Main material 14C is, for example, polypropylene. This
configuration achieves lightweight diaphragm 14. Sub-material 14D
is a reflective material. In this case, the reflectivity of
sub-material 14D is preferably higher than that of main material
14C. Sub-material 14D is also preferably resin. Still more, a
powder fluorescent substance may be used for sub-material 14D.
[0052] FIG. 7 is a magnified sectional view of a key part of
diaphragm 14 in which convex parts 21 are formed on its front face.
The front face of diaphragm 14 preferably includes convex parts 21.
This configuration makes the reflecting direction of light
different, depending on the exposure area to the light.
Accordingly, invisibility of pattern 31 shown in FIG. 3 can be
suppressed when the place (viewpoint) of listener changes. Convex
part 21 may also be formed on dust cap 17.

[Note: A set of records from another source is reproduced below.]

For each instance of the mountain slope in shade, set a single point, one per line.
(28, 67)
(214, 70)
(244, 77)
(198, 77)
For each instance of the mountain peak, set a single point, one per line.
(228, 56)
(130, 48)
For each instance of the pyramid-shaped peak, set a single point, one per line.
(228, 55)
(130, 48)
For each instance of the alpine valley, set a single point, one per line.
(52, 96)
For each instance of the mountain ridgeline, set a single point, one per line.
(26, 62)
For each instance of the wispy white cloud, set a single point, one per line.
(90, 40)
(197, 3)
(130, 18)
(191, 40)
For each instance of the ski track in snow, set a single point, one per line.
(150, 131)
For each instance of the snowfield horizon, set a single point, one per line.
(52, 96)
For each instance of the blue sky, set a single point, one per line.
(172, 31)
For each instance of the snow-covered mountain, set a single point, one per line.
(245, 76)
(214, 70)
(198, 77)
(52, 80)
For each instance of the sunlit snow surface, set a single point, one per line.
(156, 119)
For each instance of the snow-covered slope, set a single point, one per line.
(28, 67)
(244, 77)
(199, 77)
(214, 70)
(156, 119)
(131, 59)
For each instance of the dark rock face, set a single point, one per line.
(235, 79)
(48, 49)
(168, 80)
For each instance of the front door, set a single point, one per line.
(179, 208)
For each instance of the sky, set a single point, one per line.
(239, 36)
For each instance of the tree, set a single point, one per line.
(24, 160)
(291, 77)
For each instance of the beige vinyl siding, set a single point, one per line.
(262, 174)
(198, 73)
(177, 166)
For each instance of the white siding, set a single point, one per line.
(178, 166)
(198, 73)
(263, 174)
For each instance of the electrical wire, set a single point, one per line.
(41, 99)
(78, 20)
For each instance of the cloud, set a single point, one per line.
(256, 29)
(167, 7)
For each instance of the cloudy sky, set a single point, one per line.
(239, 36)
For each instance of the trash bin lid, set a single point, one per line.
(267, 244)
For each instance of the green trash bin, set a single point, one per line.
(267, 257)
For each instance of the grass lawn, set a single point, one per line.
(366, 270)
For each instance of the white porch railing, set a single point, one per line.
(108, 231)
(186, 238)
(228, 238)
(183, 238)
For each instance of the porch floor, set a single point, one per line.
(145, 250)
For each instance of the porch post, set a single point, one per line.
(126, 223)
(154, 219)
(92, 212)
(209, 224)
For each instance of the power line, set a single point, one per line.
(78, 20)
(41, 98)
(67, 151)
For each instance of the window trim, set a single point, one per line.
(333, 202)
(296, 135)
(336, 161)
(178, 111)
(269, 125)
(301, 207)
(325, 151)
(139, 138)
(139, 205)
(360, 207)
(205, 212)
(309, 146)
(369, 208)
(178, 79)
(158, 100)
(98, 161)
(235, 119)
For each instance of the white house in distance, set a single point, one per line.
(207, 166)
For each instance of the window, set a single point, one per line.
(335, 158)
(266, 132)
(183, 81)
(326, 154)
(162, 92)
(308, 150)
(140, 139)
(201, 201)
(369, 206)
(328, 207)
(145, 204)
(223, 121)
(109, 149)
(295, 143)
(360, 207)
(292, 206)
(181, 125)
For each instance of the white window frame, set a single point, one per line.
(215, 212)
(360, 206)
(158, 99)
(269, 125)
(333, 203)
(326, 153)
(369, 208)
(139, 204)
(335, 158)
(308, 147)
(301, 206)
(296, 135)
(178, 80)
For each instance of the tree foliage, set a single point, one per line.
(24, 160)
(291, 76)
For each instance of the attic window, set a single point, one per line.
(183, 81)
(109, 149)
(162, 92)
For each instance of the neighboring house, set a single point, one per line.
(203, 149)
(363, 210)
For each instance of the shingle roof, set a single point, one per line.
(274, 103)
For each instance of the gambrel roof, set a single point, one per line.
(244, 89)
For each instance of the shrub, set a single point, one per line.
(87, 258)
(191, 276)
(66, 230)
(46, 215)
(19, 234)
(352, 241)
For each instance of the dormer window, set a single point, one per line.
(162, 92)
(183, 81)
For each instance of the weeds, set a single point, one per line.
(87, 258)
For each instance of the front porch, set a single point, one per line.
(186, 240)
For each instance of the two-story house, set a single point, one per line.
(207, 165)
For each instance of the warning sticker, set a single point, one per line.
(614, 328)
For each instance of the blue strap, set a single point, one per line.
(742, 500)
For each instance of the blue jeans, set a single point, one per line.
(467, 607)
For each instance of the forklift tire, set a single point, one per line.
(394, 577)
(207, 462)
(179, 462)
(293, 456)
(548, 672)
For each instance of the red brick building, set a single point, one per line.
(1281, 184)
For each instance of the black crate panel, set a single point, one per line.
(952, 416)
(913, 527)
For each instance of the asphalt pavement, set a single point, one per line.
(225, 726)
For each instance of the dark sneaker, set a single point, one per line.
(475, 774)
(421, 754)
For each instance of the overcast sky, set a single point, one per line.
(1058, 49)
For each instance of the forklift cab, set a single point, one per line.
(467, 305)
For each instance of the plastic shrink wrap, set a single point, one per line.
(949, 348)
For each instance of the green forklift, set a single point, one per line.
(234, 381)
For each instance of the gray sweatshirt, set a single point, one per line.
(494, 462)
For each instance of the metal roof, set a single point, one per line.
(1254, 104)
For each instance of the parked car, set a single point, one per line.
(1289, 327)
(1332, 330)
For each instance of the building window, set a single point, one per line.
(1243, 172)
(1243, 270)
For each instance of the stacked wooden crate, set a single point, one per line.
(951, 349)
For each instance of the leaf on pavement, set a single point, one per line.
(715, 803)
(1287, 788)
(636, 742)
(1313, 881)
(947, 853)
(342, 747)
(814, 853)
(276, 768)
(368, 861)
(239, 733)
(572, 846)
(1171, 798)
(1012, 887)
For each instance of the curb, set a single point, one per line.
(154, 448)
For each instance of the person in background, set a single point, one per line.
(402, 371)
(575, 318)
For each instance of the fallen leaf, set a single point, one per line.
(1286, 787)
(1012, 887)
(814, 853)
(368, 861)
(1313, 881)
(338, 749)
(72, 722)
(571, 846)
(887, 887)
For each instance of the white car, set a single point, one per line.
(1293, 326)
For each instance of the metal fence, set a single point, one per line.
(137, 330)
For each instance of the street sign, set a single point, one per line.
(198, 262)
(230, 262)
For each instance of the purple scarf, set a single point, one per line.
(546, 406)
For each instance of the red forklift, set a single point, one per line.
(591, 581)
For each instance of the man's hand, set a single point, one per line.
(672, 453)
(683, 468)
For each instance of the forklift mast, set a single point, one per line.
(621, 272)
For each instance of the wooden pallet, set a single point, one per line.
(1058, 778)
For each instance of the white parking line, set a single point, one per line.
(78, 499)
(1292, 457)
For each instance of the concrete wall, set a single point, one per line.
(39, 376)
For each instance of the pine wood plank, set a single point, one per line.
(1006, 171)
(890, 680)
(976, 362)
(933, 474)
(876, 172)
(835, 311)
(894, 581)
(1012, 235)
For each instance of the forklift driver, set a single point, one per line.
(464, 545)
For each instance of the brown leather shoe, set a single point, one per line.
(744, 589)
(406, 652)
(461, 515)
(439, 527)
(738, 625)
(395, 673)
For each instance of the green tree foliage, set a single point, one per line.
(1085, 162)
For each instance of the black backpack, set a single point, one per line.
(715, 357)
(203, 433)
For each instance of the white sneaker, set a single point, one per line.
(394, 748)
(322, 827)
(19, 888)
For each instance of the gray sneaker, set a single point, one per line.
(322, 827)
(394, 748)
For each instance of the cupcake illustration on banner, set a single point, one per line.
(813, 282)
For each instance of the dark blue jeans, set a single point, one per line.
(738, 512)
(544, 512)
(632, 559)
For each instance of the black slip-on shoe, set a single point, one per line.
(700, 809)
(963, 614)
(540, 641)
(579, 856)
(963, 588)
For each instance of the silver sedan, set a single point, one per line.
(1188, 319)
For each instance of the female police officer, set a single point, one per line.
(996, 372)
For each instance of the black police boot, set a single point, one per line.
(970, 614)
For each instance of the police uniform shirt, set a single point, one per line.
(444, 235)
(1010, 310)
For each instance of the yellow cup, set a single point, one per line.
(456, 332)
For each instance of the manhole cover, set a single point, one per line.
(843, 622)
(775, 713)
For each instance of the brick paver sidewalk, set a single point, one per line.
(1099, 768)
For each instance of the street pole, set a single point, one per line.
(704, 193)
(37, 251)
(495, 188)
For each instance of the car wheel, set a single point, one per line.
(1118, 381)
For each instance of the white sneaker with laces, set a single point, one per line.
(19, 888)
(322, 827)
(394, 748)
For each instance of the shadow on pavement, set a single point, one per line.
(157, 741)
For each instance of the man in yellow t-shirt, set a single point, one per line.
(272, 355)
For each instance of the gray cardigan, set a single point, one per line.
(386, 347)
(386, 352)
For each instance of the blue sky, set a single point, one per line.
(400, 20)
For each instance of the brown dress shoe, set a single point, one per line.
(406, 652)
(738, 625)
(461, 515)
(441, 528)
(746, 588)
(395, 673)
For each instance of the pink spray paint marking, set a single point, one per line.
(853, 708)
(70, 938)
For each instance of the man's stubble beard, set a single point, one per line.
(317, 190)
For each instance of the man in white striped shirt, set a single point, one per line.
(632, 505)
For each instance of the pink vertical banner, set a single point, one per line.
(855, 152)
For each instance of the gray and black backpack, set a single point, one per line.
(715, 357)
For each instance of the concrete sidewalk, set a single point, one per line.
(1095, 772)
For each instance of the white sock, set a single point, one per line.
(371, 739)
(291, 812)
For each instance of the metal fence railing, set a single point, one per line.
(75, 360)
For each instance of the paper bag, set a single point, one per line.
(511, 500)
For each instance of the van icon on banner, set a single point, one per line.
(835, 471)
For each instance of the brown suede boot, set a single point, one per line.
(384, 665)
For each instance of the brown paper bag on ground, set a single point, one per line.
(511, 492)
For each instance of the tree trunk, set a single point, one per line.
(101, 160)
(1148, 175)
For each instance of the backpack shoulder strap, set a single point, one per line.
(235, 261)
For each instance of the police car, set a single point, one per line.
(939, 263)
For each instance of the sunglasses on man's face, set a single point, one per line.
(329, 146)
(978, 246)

[0053] If convex part 21 is too short, diffused reflection of light
increases on the front face of diaphragm 14. In this case, the
entire front face of diaphragm 14 becomes brighter. As a result, a
difference between luminance of pattern 31 shown in FIG. 3 and
luminance of the front face of diaphragm 14 becomes small. On the
other hand, if convex part 21 is too tall, convex part 21 itself
may block light, depending on the position of listener. Therefore,
the height of convex part 21 is preferably in a range from 1% to
50% of the thickness of diaphragm 14, inclusive. The height of
convex part 21 is further preferably in a range from 0.01 mm to
0.07 mm, inclusive. This configuration enables the listeners to
clearly see pattern 31 and image shown in FIG. 3 from a broader
area. In particular, convex part 21 is preferably arc-shaped in
cross section. This configuration can broaden a range of viewpoint
where the pattern shown in FIG. 3 can be seen clearly. FIG. 8 is a
magnified sectional view of a key part of diaphragm 14 in which
convex parts 21 are provided away from each other. Convex parts 21
may be placed away from each other.
[0054] FIG. 9 is a magnified sectional view of a key part of
diaphragm 14 in which convex parts have linear shapes in cross
section. The cross-sectional shape of convex part 21 may be
configured with straight lines. A tip of convex part 21 may be
chamfered. For chamfering, either R-chamfering or C-chamfering is
acceptable.
[0055] More specifically, convex part 21 preferably includes at
least first reflective part 21A and second reflective part 21B.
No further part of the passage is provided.